The impact of corona virus on the programme
Children with cancer, who are immunocompromised are arguably the most vulnerable children in the world now. Whilst, so far, there are only a few cases of Corona Virus on Mindanao the government enforced a national lock down. This means that children from outside Davao have been unable to get to SPMC for treatment and that the shared care network is coming into its own. However, doctors are treating far more complex cases of cancer than they would have done previously – so support from SPMC is critical.
We also have a duty to prepare all our programmes for local escalations of the virus – the potential vulnerability of the children demands it. We need to ensure that health workers have adequate “PPE” or personal protective equipment, both to protect themselves and to protect the children. We have seen in other countries that during the lock down families require private cars to get to hospital. For many the buses, which are now not running, are all that they can afford, so we have put aside a patient support fund which can be used to support families, and avoid children abandoning treatment on cost grounds; a decision that invariably leads to death.

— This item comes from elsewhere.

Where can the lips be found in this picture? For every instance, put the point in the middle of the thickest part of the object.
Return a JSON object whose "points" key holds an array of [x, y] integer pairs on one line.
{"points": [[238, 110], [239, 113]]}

Expected impact of the project
This is a pioneering project of global significance. The approach has more than doubled the number of children with cancer that receive treatment on an island with many remote communities in under five years. In addition the survival rate for common cancers has increased to over 65% with initially just one paediatric oncologist. Further improvement is possible on Mindanao, but first we must overcome the impact of the Corona virus.
Our work in the Philippines has taken on added significance as the WHO selected the Philippines as a pilot country for the WHO Global Initiative for Childhood Cancer. Proving that we have developed a model that can provide treatment in countries with few paediatric oncologists and multiple barriers to travel in a WHO pilot country is likely to increase our success when advocating for the implementation of similar models in other countries.